Applications running in different security domains
|Developer||Invisible Things Lab|
|Source model||Open source (GPLv2)|
|Initial release||September 3, 2012|
|Latest release||4.0 / March 28, 2018|
|Latest preview||R4.0 rc4 / January 31, 2018|
|Update method||Yum (PackageKit)|
|Package manager||RPM Package Manager|
|Kernel type||Microkernel (Xen Hypervisor running minimal Linux-based OSes and others)|
|Userland||Fedora, Debian, Whonix, Microsoft Windows|
|Default user interface||KDE, Xfce|
|License||Free software licenses|
(mainly GPL v2)
Qubes OS is a security-focused desktop operating system that aims to provide security through isolation. Virtualization is performed by Xen, and user environments can be based on Fedora, Debian, Whonix, and Microsoft Windows, among other operating systems.
On February 16, 2014, Qubes was selected as a finalist of Access Innovation Prize 2014 for Endpoint Security Solution. Ultimately, the prize was awarded to Tails, another security-focused operating system, with Qubes and Open Whisper Systems being named runners-up.
Qubes implements a Security by Isolation approach. The assumption is that there can be no perfect, bug-free desktop environment: such an environment counts millions of lines of code and billions of software/hardware interactions. One critical bug in any of these interactions may be enough for malicious software to take control over a machine.
In order to secure a desktop, a Qubes user should take care of isolating various environments, so that if one of the components gets compromised, the malicious software would get access to only the data inside that environment.
In Qubes, the isolation is provided in two dimensions: hardware controllers can be isolated into functional domains (e.g. network domains, USB controller domains), whereas the user's digital life is decided in domains with different levels of trust. For instance: work domain (most trusted), shopping domain, random domain (less trusted). Each of those domains is run in a separate virtual machine.

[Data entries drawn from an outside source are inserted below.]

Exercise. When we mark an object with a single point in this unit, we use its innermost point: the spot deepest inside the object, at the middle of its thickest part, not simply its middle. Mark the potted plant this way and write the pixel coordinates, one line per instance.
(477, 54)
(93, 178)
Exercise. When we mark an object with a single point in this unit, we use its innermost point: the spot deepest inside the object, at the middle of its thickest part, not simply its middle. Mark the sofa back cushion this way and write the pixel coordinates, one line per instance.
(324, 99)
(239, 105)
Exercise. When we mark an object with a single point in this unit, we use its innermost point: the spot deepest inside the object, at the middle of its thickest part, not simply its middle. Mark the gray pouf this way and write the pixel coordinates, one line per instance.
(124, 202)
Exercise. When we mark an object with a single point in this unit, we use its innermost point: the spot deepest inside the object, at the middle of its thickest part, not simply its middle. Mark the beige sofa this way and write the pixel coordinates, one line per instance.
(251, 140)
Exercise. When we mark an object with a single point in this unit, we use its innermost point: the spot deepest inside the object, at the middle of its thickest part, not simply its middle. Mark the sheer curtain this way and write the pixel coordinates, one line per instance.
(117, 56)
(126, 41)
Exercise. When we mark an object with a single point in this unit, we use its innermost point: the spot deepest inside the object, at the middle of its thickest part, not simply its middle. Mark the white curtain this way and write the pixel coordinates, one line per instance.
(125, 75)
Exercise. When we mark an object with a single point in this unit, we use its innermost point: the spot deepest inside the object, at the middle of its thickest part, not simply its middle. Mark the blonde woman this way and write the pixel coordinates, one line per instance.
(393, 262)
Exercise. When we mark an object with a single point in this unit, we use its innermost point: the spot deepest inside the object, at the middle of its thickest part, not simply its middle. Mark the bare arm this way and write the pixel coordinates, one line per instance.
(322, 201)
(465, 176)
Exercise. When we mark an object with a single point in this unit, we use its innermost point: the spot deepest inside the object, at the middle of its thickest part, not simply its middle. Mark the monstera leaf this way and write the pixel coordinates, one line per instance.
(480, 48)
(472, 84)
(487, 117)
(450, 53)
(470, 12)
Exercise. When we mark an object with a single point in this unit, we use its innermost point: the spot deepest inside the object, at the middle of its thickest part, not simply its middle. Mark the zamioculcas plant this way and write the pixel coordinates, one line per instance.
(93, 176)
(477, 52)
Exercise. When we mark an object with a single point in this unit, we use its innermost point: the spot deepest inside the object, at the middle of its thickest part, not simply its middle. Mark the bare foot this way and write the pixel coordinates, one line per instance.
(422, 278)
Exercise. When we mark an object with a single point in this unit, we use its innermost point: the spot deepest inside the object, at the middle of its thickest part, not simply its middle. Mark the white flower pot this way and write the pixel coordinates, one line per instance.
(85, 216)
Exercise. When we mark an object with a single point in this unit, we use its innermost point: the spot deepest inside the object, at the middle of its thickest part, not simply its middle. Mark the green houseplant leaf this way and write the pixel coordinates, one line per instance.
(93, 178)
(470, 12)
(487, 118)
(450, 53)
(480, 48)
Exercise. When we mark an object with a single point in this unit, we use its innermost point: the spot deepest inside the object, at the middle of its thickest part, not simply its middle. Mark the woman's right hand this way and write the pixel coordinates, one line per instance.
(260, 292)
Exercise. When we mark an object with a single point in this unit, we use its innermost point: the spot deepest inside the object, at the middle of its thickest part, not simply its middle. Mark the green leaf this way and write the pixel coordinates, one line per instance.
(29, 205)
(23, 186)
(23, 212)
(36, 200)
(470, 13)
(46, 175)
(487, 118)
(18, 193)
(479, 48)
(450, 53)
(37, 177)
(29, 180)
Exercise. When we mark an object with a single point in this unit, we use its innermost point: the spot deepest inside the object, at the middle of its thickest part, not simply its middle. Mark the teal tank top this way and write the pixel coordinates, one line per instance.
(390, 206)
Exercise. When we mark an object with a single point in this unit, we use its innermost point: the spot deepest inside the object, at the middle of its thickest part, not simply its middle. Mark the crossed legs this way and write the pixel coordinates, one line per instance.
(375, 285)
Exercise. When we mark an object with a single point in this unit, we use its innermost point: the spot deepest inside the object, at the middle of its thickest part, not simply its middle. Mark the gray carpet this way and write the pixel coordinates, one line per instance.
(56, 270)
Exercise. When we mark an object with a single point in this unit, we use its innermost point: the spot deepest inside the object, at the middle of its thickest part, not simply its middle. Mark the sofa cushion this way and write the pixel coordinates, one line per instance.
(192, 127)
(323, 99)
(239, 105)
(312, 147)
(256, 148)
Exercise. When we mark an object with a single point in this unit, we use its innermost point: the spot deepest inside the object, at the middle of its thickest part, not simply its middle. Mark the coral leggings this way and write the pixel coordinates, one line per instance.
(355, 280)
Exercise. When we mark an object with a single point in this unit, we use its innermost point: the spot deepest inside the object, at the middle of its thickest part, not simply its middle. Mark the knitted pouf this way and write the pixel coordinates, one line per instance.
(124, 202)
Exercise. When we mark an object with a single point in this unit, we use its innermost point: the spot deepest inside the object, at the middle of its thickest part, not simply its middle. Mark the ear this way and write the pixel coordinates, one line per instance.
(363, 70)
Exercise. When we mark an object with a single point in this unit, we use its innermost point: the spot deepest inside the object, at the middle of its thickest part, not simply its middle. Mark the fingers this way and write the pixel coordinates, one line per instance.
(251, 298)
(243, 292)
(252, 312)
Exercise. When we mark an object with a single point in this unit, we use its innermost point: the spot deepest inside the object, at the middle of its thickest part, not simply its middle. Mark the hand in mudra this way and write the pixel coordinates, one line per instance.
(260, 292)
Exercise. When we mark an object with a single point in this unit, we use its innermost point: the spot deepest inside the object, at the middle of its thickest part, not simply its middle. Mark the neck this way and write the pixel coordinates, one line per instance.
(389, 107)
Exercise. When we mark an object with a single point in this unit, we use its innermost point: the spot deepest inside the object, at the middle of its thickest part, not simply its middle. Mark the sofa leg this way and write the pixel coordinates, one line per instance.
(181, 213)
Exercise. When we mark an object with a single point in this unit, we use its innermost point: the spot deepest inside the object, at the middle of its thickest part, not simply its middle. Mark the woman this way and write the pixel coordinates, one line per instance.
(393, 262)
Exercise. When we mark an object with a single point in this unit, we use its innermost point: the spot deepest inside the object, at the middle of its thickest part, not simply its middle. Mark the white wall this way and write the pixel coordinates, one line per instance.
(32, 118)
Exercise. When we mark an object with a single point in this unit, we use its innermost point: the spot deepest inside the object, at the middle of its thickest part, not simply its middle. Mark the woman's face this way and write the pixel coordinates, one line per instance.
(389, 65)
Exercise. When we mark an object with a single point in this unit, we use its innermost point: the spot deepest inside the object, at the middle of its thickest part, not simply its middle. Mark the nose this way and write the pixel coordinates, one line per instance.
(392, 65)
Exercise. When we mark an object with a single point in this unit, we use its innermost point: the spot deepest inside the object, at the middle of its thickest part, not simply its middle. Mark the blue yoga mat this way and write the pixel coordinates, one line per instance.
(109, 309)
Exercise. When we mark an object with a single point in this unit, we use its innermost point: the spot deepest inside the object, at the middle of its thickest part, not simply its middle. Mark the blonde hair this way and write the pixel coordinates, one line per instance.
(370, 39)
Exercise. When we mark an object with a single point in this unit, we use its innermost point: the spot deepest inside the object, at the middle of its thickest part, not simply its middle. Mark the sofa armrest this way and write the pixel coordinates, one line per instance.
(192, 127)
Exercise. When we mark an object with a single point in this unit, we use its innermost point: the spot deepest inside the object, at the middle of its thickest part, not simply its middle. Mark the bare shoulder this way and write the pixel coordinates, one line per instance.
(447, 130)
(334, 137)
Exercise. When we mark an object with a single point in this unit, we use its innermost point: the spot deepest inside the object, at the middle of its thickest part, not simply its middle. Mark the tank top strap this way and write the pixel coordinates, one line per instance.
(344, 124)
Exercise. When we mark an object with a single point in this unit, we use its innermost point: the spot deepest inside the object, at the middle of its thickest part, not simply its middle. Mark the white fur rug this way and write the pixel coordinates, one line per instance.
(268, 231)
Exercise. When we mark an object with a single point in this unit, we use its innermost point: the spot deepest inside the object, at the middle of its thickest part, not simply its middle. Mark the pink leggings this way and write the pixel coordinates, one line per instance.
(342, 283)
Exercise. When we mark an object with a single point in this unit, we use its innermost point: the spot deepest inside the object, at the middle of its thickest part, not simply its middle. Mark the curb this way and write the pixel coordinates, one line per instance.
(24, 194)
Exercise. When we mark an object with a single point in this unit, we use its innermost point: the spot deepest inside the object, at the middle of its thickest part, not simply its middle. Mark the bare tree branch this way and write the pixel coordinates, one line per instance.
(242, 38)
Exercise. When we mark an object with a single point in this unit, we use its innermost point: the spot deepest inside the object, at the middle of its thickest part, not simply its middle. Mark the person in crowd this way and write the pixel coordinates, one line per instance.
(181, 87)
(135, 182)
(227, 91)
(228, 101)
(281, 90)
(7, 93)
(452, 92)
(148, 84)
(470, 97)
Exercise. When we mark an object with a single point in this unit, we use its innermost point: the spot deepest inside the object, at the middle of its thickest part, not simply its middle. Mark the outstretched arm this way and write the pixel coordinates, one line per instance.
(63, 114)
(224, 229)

System architecture overview
Xen hypervisor and administrative domain (Dom0)
The hypervisor provides isolation between different virtual machines. The administrative domain, also referred to as Dom0 (a term inherited from Xen), has direct access to all the hardware by default. Dom0 hosts the GUI domain and controls the graphics device, as well as input devices, such as the keyboard and mouse. The GUI domain runs the X server, which displays the user desktop, and the window manager, which allows the user to start and stop the applications and manipulate their windows.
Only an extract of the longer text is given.